In [1]:
# This Python 3 environment comes with many helpful analytics libraries installed
# It is defined by the kaggle/python Docker image: https://github.com/kaggle/docker-python
# For example, here's several helpful packages to load

import numpy as np # linear algebra
import pandas as pd # data processing, CSV file I/O (e.g. pd.read_csv)

# Input data files are available in the read-only "../input/" directory
# For example, running this (by clicking run or pressing Shift+Enter) will list all files under the input directory

import os
for dirname, _, filenames in os.walk('/kaggle/input'):
    for filename in filenames:
        print(os.path.join(dirname, filename))

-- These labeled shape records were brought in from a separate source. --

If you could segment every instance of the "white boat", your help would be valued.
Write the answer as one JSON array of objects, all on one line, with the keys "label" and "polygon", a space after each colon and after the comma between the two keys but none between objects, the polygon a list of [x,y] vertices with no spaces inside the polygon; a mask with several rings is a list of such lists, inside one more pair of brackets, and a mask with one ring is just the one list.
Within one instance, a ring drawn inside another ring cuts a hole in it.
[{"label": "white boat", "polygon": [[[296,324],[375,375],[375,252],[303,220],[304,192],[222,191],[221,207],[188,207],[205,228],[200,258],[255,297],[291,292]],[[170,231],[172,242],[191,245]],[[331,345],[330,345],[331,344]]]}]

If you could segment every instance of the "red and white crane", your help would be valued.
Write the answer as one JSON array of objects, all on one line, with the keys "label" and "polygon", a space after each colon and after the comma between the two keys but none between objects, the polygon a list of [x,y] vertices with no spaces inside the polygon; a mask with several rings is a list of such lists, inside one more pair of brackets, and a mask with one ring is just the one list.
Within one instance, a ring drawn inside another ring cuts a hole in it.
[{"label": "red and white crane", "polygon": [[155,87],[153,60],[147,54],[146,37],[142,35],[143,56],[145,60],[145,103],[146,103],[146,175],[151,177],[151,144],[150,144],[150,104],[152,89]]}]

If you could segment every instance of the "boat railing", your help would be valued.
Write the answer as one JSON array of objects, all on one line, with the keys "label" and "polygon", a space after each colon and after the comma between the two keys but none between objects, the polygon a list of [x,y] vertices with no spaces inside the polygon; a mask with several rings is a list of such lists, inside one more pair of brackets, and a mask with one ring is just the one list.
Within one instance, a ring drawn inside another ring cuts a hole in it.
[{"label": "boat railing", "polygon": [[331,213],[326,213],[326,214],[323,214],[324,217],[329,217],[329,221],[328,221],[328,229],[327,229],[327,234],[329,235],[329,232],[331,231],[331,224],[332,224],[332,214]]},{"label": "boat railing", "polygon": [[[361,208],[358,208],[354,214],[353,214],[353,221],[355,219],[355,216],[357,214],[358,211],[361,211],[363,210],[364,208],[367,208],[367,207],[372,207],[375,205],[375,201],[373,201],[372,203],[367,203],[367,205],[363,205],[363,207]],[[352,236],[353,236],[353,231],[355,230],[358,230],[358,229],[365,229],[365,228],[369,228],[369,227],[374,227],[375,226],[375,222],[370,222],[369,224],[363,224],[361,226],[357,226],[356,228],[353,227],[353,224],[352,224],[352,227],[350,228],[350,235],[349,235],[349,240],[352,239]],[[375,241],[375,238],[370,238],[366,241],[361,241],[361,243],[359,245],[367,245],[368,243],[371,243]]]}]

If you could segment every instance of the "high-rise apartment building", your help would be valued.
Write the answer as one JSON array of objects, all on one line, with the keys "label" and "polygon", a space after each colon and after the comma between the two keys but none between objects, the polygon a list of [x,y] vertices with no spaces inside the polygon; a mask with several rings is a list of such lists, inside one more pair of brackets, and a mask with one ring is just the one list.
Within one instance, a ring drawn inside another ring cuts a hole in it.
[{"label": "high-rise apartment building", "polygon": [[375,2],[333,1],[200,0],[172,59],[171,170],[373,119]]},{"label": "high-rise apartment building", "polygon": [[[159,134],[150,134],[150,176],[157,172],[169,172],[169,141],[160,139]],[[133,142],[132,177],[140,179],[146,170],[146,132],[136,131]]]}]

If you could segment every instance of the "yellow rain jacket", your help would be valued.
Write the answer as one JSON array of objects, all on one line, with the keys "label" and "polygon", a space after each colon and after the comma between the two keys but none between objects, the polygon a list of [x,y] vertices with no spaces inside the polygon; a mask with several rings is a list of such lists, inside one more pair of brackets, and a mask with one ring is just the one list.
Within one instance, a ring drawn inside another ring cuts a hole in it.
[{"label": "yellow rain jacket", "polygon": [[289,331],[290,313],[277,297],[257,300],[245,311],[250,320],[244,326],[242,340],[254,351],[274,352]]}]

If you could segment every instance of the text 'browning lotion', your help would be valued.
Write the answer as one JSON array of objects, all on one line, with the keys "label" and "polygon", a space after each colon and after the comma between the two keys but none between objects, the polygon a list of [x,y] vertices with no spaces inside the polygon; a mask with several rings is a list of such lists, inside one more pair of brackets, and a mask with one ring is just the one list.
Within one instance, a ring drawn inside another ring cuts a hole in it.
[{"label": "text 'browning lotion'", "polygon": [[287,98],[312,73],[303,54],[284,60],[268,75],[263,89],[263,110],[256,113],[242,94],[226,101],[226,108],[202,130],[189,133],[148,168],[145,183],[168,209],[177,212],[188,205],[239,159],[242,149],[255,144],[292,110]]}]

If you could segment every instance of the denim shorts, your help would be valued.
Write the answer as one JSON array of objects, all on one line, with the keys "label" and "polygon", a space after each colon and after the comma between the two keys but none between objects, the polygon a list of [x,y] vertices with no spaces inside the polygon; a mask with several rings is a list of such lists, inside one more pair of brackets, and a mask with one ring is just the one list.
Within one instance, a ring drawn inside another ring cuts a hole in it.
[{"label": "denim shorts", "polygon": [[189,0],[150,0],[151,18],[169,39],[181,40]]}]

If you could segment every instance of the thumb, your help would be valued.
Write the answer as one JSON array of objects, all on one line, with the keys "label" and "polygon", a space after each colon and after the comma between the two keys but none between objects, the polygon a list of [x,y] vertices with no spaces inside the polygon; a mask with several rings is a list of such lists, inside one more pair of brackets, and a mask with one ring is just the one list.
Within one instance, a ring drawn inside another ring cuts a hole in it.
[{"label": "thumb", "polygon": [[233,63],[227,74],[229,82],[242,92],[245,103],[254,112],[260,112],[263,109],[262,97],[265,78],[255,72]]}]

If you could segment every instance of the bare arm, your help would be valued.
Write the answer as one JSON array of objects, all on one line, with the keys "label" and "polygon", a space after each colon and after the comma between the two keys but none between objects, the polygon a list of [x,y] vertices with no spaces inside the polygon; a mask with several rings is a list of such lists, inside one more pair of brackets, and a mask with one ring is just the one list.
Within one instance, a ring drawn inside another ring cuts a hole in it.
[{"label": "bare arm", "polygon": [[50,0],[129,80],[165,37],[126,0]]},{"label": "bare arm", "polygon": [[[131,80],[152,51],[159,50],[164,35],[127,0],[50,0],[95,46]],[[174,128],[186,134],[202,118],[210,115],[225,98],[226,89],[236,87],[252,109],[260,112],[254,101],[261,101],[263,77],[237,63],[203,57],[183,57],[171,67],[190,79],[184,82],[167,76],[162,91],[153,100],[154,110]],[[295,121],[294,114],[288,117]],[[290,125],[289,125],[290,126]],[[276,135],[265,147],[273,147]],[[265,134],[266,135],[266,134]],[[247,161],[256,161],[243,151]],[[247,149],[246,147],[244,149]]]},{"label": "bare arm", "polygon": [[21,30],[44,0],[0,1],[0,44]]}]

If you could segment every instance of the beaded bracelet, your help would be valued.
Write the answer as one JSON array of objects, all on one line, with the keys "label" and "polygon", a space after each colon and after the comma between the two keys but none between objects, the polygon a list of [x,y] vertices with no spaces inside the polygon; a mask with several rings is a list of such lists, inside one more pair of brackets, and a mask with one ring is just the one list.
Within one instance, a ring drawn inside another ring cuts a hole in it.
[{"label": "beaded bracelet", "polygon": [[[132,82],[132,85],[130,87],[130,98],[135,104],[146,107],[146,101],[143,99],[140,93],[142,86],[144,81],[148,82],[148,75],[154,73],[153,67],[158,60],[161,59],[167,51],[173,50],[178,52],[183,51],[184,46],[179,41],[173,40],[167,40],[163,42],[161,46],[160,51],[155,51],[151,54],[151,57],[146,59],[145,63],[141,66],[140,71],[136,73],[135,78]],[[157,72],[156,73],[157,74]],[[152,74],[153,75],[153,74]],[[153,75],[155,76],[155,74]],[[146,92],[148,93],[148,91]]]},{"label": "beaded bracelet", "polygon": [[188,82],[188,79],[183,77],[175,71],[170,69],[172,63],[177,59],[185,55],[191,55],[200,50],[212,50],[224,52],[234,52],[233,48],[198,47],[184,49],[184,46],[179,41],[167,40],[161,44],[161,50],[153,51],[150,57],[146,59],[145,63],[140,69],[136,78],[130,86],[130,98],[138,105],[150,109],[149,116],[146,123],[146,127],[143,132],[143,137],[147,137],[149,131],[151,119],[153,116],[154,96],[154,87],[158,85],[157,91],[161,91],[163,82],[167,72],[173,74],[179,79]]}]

# You can write up to 20GB to the current directory (/kaggle/working/) that gets preserved as output when you create a version using "Save & Run All" 
# You can also write temporary files to /kaggle/temp/, but they won't be saved outside of the current session

/kaggle/input/cafa-6-protein-function-prediction/sample_submission.tsv
/kaggle/input/cafa-6-protein-function-prediction/IA.tsv
/kaggle/input/cafa-6-protein-function-prediction/Test/testsuperset.fasta
/kaggle/input/cafa-6-protein-function-prediction/Test/testsuperset-taxon-list.tsv
/kaggle/input/cafa-6-protein-function-prediction/Train/train_terms.tsv
/kaggle/input/cafa-6-protein-function-prediction/Train/train_sequences.fasta
/kaggle/input/cafa-6-protein-function-prediction/Train/train_taxonomy.tsv
/kaggle/input/cafa-6-protein-function-prediction/Train/go-basic.obo


Cell 1

In [2]:
BASE_DIR = "/kaggle/input/cafa-6-protein-function-prediction"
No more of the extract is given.